AUTOCUIDADO SANO

Autocuidado sano

Autocuidado sano

¿Qué es y cómo lo aprendemos?

Hablar de «cuidarse» se ha convertido en un tema de lo más popular.

Desde las noticias de Google a la conversación en la máquina del café, el tema de «eso de cuidarse», está siempre rondando. Pero ¿Es suficiente para cuidarse tomar 5 piezas de fruta al día? O hace falta otra cosa y eso del autocuidado sano quiere decir más…

¿En qué consiste exactamente eso del autocuidado y cómo se aprende?

AUTOCUIDADO SANO

¿Qué es el autocuidado?

La definición básica parece de lo más simple: El autocuidado es «eso de cuidarse», pero si lo haces contigo mismo ¿No?
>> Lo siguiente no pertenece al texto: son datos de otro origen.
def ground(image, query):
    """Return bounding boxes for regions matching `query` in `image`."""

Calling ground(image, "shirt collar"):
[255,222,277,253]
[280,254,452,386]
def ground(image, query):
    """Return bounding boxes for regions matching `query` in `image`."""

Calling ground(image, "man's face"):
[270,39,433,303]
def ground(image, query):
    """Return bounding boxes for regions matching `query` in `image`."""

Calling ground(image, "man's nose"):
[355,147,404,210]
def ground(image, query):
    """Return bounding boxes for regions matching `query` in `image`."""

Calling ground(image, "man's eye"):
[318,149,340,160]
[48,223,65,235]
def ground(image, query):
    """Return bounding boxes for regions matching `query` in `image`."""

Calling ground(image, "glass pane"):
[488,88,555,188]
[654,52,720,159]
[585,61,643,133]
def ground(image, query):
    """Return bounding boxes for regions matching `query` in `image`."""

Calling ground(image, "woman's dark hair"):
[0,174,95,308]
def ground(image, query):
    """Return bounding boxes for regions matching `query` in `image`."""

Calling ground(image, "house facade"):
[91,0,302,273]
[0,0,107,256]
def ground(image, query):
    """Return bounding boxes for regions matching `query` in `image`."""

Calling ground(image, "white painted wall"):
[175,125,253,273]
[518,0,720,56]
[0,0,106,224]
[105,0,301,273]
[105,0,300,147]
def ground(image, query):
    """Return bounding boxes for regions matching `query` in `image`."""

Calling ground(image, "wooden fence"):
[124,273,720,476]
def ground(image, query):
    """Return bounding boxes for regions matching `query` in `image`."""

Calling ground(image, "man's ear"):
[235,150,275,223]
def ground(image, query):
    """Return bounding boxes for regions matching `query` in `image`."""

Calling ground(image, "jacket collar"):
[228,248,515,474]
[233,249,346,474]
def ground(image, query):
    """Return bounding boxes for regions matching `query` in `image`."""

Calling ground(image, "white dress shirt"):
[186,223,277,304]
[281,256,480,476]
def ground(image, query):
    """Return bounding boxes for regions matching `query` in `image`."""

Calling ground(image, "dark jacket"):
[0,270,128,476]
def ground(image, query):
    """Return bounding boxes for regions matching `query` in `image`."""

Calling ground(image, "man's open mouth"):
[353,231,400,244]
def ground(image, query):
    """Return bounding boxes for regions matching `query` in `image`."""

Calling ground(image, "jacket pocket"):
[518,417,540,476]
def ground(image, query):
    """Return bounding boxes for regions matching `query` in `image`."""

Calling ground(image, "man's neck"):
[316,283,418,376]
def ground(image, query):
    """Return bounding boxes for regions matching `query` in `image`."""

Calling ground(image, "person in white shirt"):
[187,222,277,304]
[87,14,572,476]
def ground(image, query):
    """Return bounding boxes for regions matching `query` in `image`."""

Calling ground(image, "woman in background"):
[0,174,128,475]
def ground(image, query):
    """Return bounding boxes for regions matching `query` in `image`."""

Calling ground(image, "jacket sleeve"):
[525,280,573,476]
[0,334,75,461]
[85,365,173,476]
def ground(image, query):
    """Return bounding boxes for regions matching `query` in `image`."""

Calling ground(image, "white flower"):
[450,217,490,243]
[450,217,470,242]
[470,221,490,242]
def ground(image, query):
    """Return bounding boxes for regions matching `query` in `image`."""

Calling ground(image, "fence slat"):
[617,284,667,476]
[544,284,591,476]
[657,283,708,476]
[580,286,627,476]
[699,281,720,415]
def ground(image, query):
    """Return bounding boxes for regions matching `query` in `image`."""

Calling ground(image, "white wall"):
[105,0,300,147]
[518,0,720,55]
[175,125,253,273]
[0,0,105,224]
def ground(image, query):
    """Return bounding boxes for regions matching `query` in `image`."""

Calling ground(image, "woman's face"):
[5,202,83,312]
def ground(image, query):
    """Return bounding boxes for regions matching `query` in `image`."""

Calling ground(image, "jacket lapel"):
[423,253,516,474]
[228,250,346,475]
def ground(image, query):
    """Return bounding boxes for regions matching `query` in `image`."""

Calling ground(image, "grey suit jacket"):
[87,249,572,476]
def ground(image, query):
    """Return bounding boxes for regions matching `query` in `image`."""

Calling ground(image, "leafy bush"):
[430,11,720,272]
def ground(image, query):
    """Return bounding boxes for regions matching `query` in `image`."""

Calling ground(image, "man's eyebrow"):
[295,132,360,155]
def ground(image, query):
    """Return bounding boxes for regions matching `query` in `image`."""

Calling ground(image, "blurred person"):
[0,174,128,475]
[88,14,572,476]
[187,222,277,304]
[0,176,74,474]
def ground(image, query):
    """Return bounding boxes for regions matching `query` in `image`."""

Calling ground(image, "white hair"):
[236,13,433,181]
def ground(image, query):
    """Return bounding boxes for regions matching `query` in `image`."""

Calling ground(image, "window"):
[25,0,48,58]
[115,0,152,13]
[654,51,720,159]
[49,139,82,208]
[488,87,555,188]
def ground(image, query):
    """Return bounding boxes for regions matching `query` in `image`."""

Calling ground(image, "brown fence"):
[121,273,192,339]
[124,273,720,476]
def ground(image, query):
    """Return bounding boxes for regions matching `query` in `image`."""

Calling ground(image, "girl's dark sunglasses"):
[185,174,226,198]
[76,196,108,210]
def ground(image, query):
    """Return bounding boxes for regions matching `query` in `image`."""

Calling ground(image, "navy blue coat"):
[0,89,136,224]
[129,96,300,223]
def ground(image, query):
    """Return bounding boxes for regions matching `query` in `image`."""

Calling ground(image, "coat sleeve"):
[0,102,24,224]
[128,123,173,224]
Sí y no. El autocuidado, es también, algo más.

El autocuidado o la forma en la que nos cuidamos en las diferentes áreas de nuestra vida, obedece a un patrón de conducta.

Es decir, que el autocuidado es un conjunto de comportamientos que suelen darse de forma similar. Es, por tanto, estable en el tiempo y consistente entre situaciones.

Cada uno tenemos nuestro «estilo».

Al verlo así, podemos entender que, el autocuidado es el patrón comportamental que comprende las conductas que una persona lleva a cabo con el objetivo de promover o garantizar su bienestar, salud y seguridad y que tendemos a hacerlo de forma parecida a lo largo del tiempo.

Además cómo nos cuidamos,  es mucho más que comer verdura y hacer deporte.

El patrón de autocuidado de una persona se extiende a todas las áreas funcionales en que una persona se desarrolla, es decir que:

El autocuidado es la forma en la que cuidamos de nosotros mismos físicamente, emocionalmente, psicológicamente y en nuestras relaciones.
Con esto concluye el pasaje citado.